Genomic Literacy, Education, and Engagement (GLEE) Initiative

The GLEE initiative will inform and unite K-16 students and educators, public and community-based groups, and healthcare professionals to enhance the integration of genomic information and technologies into healthcare - as well as into society more broadly.

International Summit in Human Genetics and Genomics

The International Summit in Human Genetics and Genomics is a five-year initiative (2016-2020) designed to help developing nations build and expand their knowledge base, infrastructure, systems and technologies in genetics and genomics. Each fall, researchers from abroad travel to the National Institutes of Health in Bethesda, Maryland for one month of in-person training at the National Human Genome Research Institute (NHGRI). The Summit helps them to understand the prevalence and basis of genetic diseases in their nations and to address these public health challenges. The 2020 Summit will be held on August 31 - October 1, 2020.

Dr. Edward T. Rancic Memorial Fund for Cancer Research

The Dr. Edward T. Rancic Memorial Fund for Cancer Research supports a Fellow in the laboratory of Dr.
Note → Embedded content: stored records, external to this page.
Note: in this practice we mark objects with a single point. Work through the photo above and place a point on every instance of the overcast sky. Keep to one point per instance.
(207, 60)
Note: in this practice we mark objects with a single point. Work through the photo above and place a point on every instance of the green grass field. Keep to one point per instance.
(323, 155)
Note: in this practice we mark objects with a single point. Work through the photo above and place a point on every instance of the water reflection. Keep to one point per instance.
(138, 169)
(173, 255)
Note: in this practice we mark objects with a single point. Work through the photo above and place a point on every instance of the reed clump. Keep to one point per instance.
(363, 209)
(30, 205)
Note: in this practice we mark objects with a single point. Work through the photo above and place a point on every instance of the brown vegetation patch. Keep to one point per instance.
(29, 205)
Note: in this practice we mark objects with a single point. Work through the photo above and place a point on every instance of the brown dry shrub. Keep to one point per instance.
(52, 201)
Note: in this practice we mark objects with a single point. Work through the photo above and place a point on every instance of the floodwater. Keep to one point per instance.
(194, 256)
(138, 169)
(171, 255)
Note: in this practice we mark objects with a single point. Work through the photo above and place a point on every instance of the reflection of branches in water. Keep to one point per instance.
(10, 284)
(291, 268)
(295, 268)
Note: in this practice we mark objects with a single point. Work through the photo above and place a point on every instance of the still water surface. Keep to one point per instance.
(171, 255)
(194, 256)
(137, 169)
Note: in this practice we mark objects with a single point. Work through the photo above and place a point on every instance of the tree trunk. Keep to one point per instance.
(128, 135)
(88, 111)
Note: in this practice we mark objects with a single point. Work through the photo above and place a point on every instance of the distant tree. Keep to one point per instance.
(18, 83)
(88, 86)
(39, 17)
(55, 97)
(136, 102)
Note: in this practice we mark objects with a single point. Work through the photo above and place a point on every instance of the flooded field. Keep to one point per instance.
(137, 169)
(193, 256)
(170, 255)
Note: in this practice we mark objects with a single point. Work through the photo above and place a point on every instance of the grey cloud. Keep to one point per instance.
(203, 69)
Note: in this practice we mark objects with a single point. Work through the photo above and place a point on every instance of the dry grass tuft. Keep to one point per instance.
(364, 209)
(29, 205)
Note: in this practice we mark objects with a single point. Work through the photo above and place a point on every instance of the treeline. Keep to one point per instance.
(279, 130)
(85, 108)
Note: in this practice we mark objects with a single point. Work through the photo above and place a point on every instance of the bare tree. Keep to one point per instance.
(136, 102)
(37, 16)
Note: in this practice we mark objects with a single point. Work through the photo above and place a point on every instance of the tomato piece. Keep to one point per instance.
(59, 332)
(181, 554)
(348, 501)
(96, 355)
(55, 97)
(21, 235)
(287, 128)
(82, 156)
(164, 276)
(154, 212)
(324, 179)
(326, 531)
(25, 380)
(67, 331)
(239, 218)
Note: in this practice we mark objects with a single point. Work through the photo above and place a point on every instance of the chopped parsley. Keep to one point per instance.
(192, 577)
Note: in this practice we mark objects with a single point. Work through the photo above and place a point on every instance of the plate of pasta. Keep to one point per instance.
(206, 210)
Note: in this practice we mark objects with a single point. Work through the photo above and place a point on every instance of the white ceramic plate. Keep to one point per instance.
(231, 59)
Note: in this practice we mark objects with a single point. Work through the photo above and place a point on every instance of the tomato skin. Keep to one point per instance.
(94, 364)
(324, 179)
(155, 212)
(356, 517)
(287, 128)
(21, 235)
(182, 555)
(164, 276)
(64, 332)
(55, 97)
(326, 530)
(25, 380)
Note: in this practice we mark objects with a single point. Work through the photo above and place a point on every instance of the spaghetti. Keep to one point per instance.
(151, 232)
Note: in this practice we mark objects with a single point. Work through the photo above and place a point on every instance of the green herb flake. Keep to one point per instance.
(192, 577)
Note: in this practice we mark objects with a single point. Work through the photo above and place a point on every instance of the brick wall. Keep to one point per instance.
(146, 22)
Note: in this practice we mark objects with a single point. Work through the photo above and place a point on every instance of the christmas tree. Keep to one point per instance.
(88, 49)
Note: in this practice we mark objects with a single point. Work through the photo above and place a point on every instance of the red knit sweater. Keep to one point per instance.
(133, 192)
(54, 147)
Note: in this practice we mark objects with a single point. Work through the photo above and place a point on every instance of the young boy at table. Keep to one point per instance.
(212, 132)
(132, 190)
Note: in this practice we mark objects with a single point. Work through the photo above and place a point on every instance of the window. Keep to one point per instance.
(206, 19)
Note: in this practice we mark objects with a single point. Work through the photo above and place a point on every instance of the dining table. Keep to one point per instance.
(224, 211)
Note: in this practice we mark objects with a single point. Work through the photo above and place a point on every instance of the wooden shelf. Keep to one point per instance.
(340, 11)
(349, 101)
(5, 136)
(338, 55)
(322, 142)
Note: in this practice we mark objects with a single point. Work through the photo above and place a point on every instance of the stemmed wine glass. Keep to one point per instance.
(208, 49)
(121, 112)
Richard Childs at the National Heart, Lung, and Blood Institute (NHLBI) to explore treatments for renal cell carcinoma.

Dean R. O'Neill Renal Cell Cancer Research Fund

The Dean R. O'Neill Renal Cell Cancer Research Fund supports a Fellow in the laboratory of Dr. Richard Childs at the National Heart, Lung, and Blood Institute (NHLBI) to explore treatments for renal cell carcinoma.

Heart Truth Community Action Program Grants

The Heart Truth® is a national awareness campaign for women about heart disease, sponsored by the National Heart, Lung, and Blood Institute (NHLBI), part of the National Institutes of Health. Heart disease is the leading cause of death for American women. Yet many women still do not take heart disease seriously or personally.

Baby Connectome Project

The Baby Connectome Project (BCP) is a four-year study of children from birth through five years of age, intended to provide a better understanding of how the brain develops from infancy through early childhood and the factors that contribute to healthy brain development.

Human Genome Exhibition

The Genome: Unlocking Life’s Code traveling exhibit is on a nationwide tour at museums and science centers across North America to educate and inform the public about genomic science. The exhibit is a partnership of the National Human Genome Research Institute (NHGRI) and the Smithsonian Institution's National Museum of Natural History.

Genome Research Fund

The Genome Research Fund supports genetics and genomics research at the National Human Genome Research Institute (NHGRI).

Biomarkers Consortium - Inflammatory Markers for Early Detection and Subtyping of Neurodegenerative and Mood Disorders

This project will aim to standardize and validate measurement methods for inflammatory markers associated with Alzheimer’s Disease and/or Major Depressive Disorder to ultimately identify a unique biosignature of disease. The identified biosignature would greatly assist with medication development, patient diagnosing, and patient selection for clinical trials.